Why Low-Budget, Minimal Weddings Are Seriously Underrated
- Jess Darracott

- Dec 9, 2025
- 3 min read
Not all weddings need to be grand ballrooms, 100-plus guest lists, free bars, three-course meals and enough flowers to restock Kew Gardens. In fact, some of the most heartfelt, joyful and unforgettable celebrations happen when couples strip things back and focus on what actually matters.
Maybe you keep your guest list tiny, just your nearest and dearest instead of your entire extended family and that colleague you barely remember from your old job. Maybe you get married at a non-wedding venue: a cosy pub, your favourite restaurant, a gallery or even your own back garden. Maybe you choose a celebrant-led ceremony so you could ditch the templates and personalise every single moment to reflect who you are as a couple.

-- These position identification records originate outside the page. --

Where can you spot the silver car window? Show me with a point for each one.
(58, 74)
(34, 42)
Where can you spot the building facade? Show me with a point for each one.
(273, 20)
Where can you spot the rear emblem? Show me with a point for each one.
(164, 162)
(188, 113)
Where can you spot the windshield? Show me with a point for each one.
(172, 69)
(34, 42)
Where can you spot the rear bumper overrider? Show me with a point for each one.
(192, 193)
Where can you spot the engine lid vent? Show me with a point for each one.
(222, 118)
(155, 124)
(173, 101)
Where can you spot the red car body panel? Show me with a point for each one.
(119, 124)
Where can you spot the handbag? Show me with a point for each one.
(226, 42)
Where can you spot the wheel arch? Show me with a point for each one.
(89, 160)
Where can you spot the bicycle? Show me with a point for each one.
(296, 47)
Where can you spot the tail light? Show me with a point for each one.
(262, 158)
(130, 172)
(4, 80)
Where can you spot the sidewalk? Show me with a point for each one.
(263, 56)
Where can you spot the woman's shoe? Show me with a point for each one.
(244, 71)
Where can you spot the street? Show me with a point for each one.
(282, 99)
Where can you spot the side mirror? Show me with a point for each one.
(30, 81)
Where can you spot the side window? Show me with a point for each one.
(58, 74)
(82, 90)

Perhaps you rent your plants and flowers rather than buying them or you pick a venue beautiful enough on its own that it barely needs a single extra decoration. Maybe you opt for a buffet or shared dishes instead of a formal plated meal. And (you damn rebel) you might make a Spotify playlist instead of hiring a DJ.
Here’s the thing: a low-budget or minimal wedding does not mean a low-quality or “less than” wedding. In fact, these weddings are some of my absolute favourites. Here’s why:

1. Less Stuff, More Connection
When you remove the pressure to have all the “wedding things” simply because you’re supposed to, the whole day shifts. Suddenly the focus isn’t on centrepieces or charger plates or whether the napkins perfectly match the bridesmaids’ dresses. The focus becomes connection - how the ceremony feels, what the vows mean, the laughter at the dinner table, the people you’ve chosen to have in the room with you.

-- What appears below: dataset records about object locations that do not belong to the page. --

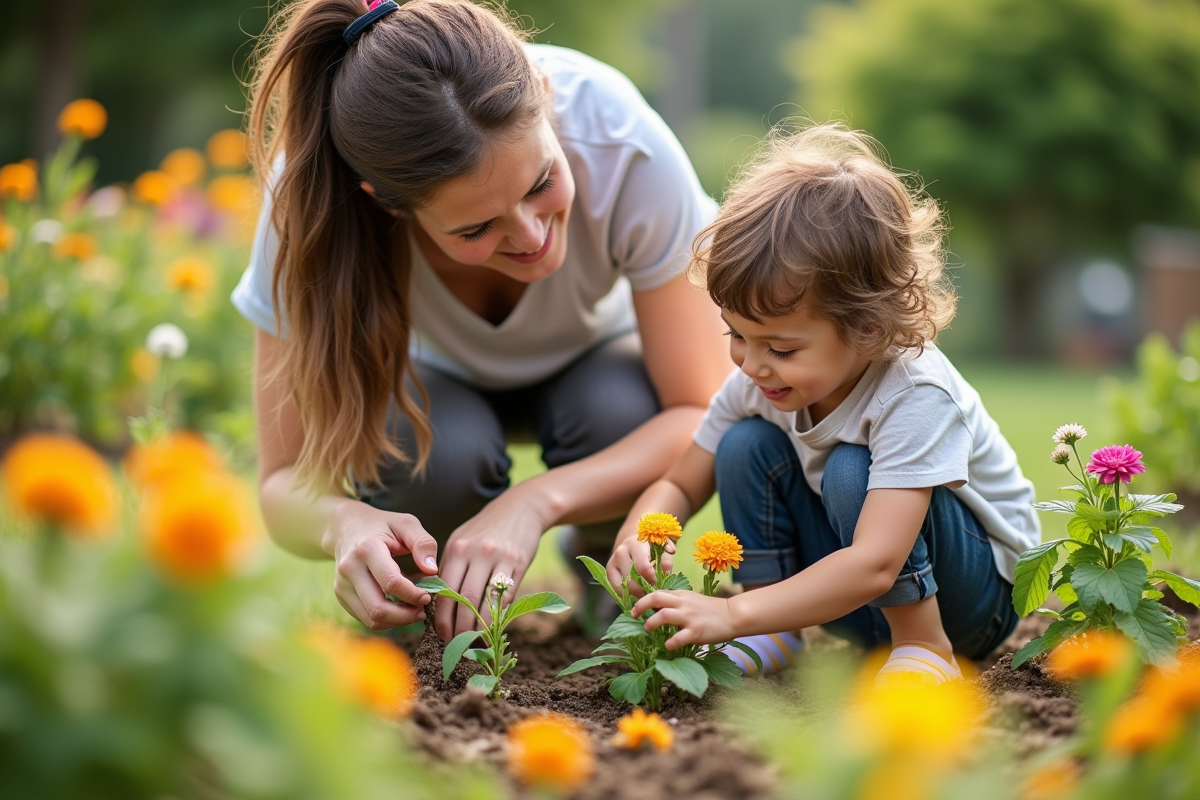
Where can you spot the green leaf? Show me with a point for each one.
(1032, 579)
(1120, 587)
(625, 627)
(543, 601)
(1186, 588)
(750, 651)
(630, 687)
(721, 669)
(676, 581)
(453, 654)
(587, 663)
(685, 673)
(1151, 629)
(485, 684)
(599, 575)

There’s something beautifully grounding about a wedding where the energy isn’t diluted by distraction. It feels real, intentional and genuinely romantic.
2. Less Waste, More Thoughtfulness
Minimal weddings naturally create less waste. When you’re not buying mountains of décor, single-use items or 40 vases no one actually needs, you’re being kinder to the planet and your budget. Renting plants, borrowing décor, thrifting pieces, using what’s already there, it all adds up to a celebration that feels mindful rather than excessive.
And honestly? There’s something really lovely about knowing your wedding didn’t leave a trail of unnecessary “stuff” behind it. Sustainability is sexy. There, I said it.

3. A Guest List That Actually Means Something
When you keep your wedding small, you’re forced to think intentionally about who you really want by your side. No obligation invites. No guilt invites. No “well they invited us to theirs in 2016” invites.
What you end up with is a room full of people who genuinely matter, those who have shaped your lives, supported your relationship and will still be around years down the line. The conversations are deeper, the atmosphere is warmer and the day becomes infinitely more meaningful.
And, Selfishly… Minimal Weddings Are More Fun for Me
I’ll be honest: I love getting creative. Minimal and DIY weddings give me the freedom to think outside the box - to find quirky solutions, inventive styling ideas and unique ways to bring your vision to life.
Instead of the classic “just grab something off Amazon,” we get to explore unusual options, rethink traditions, and build something truly personal.
Minimal doesn’t mean boring. Low-budget doesn’t mean low-impact. When you focus on what matters most, your wedding becomes richer, more heartfelt, and more reflective of who you are as a couple.
And those, in my opinion, are the best weddings of all.